I have tried splitting an arrow function to two, in-order to try and pass a few outer variables into the inner-one between the two (in terms of scope).
This is the original function:
app.post('/single', upload.single('image'), (req, res, next) => {
res.status(200).send('File uploaded successfully.')
});
And this is the new, splitted one:
app.post('/single', (req, res, next) => {
upload.single('image', () => {
console.log('2');
res.status(200).send('File uploaded successfully.')
}),
});
The problem is, on the second example, console.log('2') is never being called, and the picture upload process isn't too? (although it is only nested).
What may cause that?
Thank you.
The problem is, on the second example, console.log('2') is never being called, and the picture upload process isn't too? (although it is only nested). What may cause that?
upload.single('image')
is middleware.
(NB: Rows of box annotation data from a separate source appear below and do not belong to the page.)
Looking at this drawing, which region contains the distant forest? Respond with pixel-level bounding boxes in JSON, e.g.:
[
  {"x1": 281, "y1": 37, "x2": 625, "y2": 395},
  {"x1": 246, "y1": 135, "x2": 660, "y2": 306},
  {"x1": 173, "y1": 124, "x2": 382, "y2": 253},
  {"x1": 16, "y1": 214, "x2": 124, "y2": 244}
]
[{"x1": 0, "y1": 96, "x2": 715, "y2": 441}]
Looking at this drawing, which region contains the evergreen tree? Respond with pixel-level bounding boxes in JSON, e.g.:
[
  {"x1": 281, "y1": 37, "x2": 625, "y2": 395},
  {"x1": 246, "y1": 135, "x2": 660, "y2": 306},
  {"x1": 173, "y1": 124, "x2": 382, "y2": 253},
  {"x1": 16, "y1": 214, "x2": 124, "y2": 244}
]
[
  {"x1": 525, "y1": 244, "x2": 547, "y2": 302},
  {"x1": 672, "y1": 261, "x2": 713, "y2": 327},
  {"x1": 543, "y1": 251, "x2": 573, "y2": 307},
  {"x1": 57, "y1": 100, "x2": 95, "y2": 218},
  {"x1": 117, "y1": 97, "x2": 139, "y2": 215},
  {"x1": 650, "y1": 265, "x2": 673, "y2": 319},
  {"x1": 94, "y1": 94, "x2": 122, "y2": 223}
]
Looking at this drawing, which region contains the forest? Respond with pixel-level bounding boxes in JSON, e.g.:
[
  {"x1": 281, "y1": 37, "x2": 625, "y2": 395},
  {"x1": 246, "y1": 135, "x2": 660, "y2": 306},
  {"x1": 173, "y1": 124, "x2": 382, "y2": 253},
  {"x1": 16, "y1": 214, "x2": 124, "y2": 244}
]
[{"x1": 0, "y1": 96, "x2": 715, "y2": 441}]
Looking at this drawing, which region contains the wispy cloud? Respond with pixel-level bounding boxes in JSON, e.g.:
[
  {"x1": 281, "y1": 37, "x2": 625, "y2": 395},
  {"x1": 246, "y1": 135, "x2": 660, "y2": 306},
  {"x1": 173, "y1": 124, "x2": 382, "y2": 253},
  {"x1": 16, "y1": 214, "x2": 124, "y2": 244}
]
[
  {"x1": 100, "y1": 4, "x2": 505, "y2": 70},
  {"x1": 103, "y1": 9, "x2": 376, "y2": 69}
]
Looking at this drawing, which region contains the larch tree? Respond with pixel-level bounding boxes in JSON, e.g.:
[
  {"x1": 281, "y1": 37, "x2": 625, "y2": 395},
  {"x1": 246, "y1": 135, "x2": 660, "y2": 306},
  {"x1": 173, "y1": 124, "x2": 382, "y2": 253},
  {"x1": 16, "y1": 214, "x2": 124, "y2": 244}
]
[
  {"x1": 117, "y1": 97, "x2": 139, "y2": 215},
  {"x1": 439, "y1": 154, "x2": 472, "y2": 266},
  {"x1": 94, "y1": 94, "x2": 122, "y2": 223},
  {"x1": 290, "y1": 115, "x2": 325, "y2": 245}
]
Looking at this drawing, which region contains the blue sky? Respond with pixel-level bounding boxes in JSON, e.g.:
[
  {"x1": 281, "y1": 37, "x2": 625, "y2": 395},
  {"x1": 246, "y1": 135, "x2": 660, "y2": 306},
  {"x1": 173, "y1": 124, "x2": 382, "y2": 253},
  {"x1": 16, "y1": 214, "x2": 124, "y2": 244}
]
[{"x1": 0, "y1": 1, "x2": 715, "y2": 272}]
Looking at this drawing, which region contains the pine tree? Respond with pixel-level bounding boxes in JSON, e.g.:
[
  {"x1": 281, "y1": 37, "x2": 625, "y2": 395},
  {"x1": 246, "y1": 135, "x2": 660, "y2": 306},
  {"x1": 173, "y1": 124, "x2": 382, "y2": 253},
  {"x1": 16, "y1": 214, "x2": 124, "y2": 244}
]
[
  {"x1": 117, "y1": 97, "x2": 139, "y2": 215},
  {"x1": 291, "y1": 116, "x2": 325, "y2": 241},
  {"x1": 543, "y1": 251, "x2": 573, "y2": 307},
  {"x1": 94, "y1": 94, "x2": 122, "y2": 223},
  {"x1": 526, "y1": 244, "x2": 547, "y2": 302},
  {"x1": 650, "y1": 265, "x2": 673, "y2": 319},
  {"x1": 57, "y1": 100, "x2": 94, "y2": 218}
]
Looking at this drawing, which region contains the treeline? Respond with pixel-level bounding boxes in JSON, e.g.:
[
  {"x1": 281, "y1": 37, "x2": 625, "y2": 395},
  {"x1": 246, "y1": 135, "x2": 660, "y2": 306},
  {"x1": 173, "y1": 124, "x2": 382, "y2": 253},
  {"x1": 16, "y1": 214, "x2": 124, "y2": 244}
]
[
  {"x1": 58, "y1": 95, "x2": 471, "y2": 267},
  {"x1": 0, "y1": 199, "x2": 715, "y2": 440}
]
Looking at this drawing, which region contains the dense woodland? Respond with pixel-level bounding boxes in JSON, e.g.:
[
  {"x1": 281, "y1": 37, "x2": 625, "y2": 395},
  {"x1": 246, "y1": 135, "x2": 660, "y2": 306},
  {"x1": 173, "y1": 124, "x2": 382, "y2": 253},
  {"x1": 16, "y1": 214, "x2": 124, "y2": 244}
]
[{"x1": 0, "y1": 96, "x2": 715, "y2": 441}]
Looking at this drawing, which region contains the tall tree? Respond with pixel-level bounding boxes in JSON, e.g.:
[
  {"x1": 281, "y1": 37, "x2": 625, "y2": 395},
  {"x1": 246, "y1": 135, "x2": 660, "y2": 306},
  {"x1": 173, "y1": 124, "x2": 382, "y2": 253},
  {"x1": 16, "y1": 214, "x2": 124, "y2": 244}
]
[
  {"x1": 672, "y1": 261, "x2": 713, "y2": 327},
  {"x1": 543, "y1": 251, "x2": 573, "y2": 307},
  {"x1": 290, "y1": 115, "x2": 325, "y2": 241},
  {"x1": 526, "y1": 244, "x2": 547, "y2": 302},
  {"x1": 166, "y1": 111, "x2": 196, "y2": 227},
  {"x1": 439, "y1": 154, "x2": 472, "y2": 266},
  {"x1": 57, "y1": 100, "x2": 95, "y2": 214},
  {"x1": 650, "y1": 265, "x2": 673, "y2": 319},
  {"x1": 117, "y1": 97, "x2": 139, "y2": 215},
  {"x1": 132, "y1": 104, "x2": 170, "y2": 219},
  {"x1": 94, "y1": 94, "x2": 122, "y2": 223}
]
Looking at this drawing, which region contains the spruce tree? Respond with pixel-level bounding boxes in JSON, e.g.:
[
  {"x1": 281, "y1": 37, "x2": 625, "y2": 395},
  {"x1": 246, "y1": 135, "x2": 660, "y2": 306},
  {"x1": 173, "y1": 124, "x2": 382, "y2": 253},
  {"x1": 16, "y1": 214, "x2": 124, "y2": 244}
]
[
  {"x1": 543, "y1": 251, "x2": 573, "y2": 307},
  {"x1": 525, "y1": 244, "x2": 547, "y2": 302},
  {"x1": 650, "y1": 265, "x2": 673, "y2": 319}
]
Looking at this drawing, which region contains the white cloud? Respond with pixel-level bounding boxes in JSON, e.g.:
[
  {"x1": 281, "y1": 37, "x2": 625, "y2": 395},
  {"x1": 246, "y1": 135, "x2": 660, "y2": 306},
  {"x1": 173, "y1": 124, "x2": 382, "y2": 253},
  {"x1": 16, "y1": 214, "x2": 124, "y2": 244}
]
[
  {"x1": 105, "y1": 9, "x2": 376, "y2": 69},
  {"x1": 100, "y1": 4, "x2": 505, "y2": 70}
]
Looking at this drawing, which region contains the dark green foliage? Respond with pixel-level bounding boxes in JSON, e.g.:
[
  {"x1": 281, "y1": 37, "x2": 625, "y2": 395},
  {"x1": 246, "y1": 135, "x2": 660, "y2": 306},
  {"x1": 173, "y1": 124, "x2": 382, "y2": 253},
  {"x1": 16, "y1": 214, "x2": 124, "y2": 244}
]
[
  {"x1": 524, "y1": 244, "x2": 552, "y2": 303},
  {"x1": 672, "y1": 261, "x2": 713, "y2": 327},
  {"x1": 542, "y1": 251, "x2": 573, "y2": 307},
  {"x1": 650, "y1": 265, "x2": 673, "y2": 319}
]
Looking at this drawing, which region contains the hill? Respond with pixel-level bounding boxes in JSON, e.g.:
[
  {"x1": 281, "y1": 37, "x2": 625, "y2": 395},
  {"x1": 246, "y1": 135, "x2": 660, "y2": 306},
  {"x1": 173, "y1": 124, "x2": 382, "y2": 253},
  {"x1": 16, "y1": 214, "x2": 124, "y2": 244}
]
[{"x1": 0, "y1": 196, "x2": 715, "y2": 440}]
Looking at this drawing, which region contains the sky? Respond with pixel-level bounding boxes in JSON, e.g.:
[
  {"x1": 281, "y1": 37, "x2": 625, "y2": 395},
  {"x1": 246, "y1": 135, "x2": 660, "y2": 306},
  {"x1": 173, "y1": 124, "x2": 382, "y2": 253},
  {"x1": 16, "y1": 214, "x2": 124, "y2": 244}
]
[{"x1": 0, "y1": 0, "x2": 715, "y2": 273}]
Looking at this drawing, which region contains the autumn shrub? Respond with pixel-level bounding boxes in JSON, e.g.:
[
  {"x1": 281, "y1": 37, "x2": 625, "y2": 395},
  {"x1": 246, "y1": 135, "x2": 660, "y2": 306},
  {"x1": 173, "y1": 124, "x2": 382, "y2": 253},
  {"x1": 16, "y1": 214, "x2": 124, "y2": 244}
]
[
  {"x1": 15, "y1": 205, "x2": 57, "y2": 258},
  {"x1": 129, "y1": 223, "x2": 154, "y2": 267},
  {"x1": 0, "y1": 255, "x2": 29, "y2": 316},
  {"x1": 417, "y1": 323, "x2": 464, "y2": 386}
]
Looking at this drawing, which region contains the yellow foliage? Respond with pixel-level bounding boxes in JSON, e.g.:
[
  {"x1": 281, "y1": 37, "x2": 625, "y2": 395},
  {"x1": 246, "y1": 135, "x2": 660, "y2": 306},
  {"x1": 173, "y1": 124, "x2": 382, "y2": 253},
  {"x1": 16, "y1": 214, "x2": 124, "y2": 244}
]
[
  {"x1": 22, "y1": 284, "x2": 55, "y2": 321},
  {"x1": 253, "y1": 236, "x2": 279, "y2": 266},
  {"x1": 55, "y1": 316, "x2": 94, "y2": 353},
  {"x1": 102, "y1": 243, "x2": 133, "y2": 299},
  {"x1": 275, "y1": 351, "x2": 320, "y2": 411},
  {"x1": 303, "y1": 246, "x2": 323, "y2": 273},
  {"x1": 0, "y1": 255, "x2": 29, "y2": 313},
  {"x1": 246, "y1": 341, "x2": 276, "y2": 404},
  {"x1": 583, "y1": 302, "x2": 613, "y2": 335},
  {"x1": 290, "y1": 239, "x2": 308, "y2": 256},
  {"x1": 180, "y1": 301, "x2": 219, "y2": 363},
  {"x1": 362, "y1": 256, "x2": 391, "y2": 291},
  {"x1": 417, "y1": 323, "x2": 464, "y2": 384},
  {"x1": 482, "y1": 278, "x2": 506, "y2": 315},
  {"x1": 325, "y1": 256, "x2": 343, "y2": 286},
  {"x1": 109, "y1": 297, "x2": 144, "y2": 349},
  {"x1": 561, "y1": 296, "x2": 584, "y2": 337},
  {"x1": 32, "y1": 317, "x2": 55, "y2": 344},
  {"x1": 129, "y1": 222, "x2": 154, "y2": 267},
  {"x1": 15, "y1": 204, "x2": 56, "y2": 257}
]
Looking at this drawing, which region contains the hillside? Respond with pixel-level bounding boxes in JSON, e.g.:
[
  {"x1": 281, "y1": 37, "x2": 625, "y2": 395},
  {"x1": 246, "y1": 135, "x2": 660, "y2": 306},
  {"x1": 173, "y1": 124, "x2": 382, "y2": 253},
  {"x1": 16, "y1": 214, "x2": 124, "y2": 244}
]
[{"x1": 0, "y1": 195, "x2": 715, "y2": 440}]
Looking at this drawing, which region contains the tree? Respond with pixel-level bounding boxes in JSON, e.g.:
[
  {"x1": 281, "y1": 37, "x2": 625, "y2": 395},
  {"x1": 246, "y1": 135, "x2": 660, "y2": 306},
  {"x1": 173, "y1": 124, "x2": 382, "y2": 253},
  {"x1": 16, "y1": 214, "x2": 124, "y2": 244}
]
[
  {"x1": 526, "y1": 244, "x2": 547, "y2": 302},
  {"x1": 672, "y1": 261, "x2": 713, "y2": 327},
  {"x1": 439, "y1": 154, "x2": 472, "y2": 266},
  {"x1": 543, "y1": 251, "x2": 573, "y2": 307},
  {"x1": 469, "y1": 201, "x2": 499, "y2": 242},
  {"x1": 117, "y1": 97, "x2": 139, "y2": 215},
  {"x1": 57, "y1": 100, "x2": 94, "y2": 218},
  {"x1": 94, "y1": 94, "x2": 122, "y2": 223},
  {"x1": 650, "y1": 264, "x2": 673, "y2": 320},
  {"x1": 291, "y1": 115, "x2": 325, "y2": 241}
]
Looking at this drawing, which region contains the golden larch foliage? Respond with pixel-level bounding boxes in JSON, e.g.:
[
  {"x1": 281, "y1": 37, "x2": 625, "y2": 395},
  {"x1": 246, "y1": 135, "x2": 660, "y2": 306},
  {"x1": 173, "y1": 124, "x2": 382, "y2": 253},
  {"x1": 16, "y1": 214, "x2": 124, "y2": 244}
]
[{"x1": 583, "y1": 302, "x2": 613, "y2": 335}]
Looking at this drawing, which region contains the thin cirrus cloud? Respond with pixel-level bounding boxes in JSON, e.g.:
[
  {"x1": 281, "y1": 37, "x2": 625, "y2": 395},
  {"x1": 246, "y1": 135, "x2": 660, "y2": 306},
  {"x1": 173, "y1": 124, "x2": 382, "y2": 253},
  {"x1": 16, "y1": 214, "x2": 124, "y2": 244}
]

That means when you call it, it just returns another function and that function expects to be passed req
, res
and next
as the arguments.
So, what you're doing with:
upload.single('image', () => {... });
Will just return a function that is never called and it will never call the passed callback because that's not how upload.single()
was designed to work.
If you really wanted to call it manually (which I do not recommend), you'd have to do something like this:
app.post('/single', (req, res, next) => {
upload.single('image')(req, res, (err) => {
if (err) {
return next(err);
}
console.log('2');
res.status(200).send('File uploaded successfully.')
}),
});
Where you call upload.single()
to get the middleware function and then you call that function and pass it the desired (req, res, next)
, but you substitute your own callback for the next
argument and then in that callback you check to see if next
by the middleware was called with an error or not and continue only if it wasn't.